Do we have proof this actually happened, or theorising based on EU requirements?

You can read the actual ruling at https://ec.europa.eu/competition/digital_markets_act/cases/2...

This is the "smoking gun" section:

    5.4.8. Implementation timing
    (245) Apple should provide effective interoperability with the P2P Wi-Fi connection
    feature by implementing the measures for Wi-Fi Aware 4.0 in the next major iOS
    release, i.e. iOS 19, at the latest, and for Wi-Fi Aware 5.0 in the next iOS release at
    the latest nine months following the introduction of the Wi-Fi Aware 5.0
    specification.

(N.B. The decision calls it "iOS 19" because it predates Apple announcing that "iOS 19" would actually be called iOS 26)

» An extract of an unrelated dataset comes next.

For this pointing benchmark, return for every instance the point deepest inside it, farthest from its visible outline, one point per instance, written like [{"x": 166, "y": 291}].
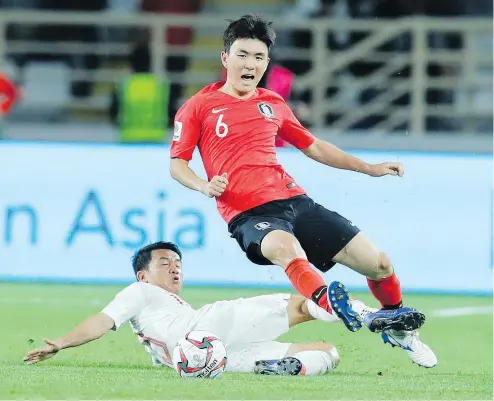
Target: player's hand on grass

It is possible, I suppose, that Apple intended all along to release this feature with iOS 26. You'd have to be an Apple insider to know for sure. But the simpler explanation is that they did it because the EU told them to.

  • But does Apple use/allow Airdrop over Wi-Fi Aware? It's not clear to me that's something they shipped.

    • From the same article I linked:

          5.7.8. Implementation timing
          (402) Apple should implement the measures required to enable the scenario of close-range
          wireless file transfers while the receiving device has the relevant close-range wireless
          file transfer solution open by 1 June 2026. Apple should implement all measures for
          the features for close-range wireless file transfer solutions in the release of iOS 20,
          and in any case by the end of 2026.
      

      (§5.7 is 13 pages of exquisitely detailed requirements for Airdrop interop)

      Given Apple's usual release timelines, June 2026 is a bit early for iOS 27 (what the ruling calls iOS 20). In between that, the fact that this is a pretty big piece of feature work, and the fact that they were forced to ship other parts by iOS 26, I find it likelier that Apple shipped this in iOS 26, rather than shipping it some time next year as a point release.

      Also, you have to consider the timing. Google is shipping this functionality now, a couple of months after the iOS 26 release. It would be just plain weird for Google to ship a reverse-engineered implementation of Apple's old proprietary stack after Apple has definitely already shipped part of the new, interoperable stack.